At 7:38 PM, Anonymous Anonymous said...

"But I think that it would be very difficult for a "foreign" executive without great English skills to run WMATA."

I can't imagine it could be any worse than the typical railcar operator or station manager.

 
At 10:53 AM, Blogger Richard Layman said...

LOL. but that's the issue.

In the early 1990s, the New Yorker had an amazing article about the hyper dysfunction of the Chicago post office system. It made the point that at the city level, the postal service functions more like a municipal government agency, not a distant federal bureaucracy.

All the kinds of issues about the employees running the show for their own purposes are relevant to WMATA's employee culture, how well placed employees get their under-qualified friends jobs, etc.

The great level of insularity that you highlight is used to ostracize "outsiders." Maybe it is the case that the general base of employees doesn't realize how desperate the position of WMATA is within the community, the base of riders, etc., and how the way employees act impacts our attitudes toward the agency.

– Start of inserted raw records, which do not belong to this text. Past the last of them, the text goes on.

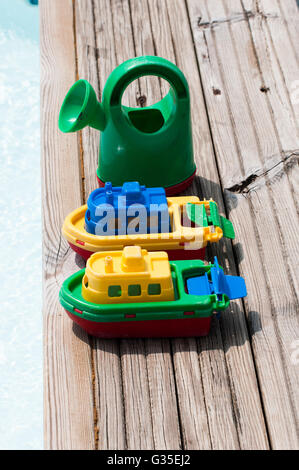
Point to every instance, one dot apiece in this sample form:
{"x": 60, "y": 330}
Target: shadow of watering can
{"x": 152, "y": 145}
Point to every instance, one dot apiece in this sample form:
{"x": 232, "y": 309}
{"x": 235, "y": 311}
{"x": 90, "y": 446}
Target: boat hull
{"x": 172, "y": 254}
{"x": 170, "y": 328}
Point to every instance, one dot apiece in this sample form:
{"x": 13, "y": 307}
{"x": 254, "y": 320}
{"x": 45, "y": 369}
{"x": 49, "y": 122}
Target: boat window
{"x": 134, "y": 289}
{"x": 114, "y": 291}
{"x": 154, "y": 289}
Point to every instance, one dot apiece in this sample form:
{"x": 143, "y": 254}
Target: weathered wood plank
{"x": 68, "y": 401}
{"x": 231, "y": 404}
{"x": 247, "y": 141}
{"x": 139, "y": 389}
{"x": 110, "y": 424}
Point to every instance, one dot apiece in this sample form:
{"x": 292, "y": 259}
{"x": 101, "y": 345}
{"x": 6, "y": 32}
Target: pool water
{"x": 20, "y": 236}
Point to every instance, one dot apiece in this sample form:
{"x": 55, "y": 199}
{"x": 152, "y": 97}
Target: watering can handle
{"x": 132, "y": 69}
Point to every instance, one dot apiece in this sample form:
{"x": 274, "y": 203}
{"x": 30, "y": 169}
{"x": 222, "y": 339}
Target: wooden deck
{"x": 237, "y": 388}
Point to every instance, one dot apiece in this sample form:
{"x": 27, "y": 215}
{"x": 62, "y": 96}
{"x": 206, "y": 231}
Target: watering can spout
{"x": 81, "y": 108}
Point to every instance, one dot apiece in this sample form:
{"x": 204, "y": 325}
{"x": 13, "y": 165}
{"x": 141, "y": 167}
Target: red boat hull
{"x": 171, "y": 190}
{"x": 176, "y": 328}
{"x": 172, "y": 254}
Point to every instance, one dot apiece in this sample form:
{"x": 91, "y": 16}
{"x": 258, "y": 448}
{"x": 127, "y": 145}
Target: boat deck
{"x": 237, "y": 388}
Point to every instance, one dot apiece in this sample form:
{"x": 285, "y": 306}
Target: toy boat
{"x": 190, "y": 223}
{"x": 136, "y": 293}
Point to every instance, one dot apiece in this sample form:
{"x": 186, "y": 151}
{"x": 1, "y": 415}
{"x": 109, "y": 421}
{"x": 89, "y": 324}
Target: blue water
{"x": 20, "y": 236}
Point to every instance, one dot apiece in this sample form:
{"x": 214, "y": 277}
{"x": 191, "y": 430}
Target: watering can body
{"x": 152, "y": 145}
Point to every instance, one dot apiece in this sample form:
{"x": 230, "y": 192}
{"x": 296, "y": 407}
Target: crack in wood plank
{"x": 242, "y": 16}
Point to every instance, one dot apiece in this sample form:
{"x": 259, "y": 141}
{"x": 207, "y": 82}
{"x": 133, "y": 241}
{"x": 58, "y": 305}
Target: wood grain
{"x": 67, "y": 355}
{"x": 238, "y": 387}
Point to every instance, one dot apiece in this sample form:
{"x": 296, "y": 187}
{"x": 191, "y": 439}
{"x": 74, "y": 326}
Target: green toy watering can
{"x": 151, "y": 145}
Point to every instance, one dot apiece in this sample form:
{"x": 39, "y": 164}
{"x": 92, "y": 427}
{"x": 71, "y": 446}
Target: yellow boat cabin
{"x": 130, "y": 275}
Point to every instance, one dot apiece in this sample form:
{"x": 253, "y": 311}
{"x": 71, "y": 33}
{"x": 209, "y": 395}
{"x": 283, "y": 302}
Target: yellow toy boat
{"x": 193, "y": 223}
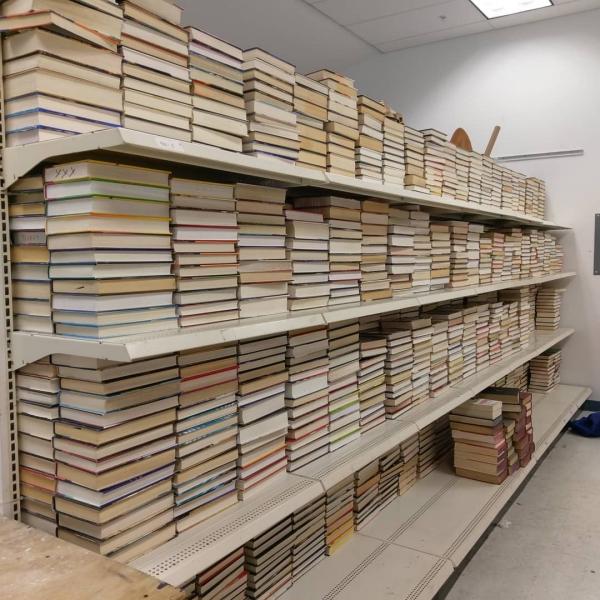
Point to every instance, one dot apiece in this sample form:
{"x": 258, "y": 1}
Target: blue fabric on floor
{"x": 587, "y": 426}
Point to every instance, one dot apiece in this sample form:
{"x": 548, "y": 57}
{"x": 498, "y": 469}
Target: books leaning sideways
{"x": 61, "y": 68}
{"x": 110, "y": 256}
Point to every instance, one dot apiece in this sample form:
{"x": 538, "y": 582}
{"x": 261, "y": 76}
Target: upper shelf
{"x": 27, "y": 347}
{"x": 19, "y": 160}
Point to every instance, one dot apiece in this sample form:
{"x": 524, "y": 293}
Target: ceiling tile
{"x": 417, "y": 22}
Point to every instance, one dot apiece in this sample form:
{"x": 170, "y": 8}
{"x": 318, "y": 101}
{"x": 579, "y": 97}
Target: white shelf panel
{"x": 28, "y": 347}
{"x": 20, "y": 159}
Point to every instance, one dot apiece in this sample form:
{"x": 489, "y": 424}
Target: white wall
{"x": 541, "y": 83}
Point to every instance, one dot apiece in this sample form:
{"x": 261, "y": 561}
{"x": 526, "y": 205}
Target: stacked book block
{"x": 207, "y": 429}
{"x": 205, "y": 260}
{"x": 219, "y": 111}
{"x": 307, "y": 396}
{"x": 262, "y": 418}
{"x": 369, "y": 146}
{"x": 110, "y": 255}
{"x": 61, "y": 46}
{"x": 264, "y": 269}
{"x": 155, "y": 51}
{"x": 269, "y": 97}
{"x": 115, "y": 454}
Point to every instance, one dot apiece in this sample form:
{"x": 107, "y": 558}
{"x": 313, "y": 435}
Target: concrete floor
{"x": 547, "y": 546}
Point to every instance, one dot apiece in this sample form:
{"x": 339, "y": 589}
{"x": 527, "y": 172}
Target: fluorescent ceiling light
{"x": 500, "y": 8}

I've written about this before. E.g., the union claims that management is so bad how can we expect employee attitudes and behavior to not be impacted.

http://urbanplacesandspaces.blogspot.com/2013/07/its-bad-idea-to-treat-customers-badly.html

http://urbanplacesandspaces.blogspot.com/2009/07/wmata-and-transit-marketing.html

http://urbanplacesandspaces.blogspot.com/2010/06/when-union-label-may-be-terrifying.html

Sure, that could be true. But I would aver that a goodly amount of the dysfunction is produced by the old school municipal culture of "getting by" and that isn't being generated by a reaction to management.

getting back to Carlos Ghosn, the reason he was able as an outsider to shake up Nissan is because Nissan was on the ropes. The employees understood and possessed a level of desperation that is not yet present within WMATA at many different levels.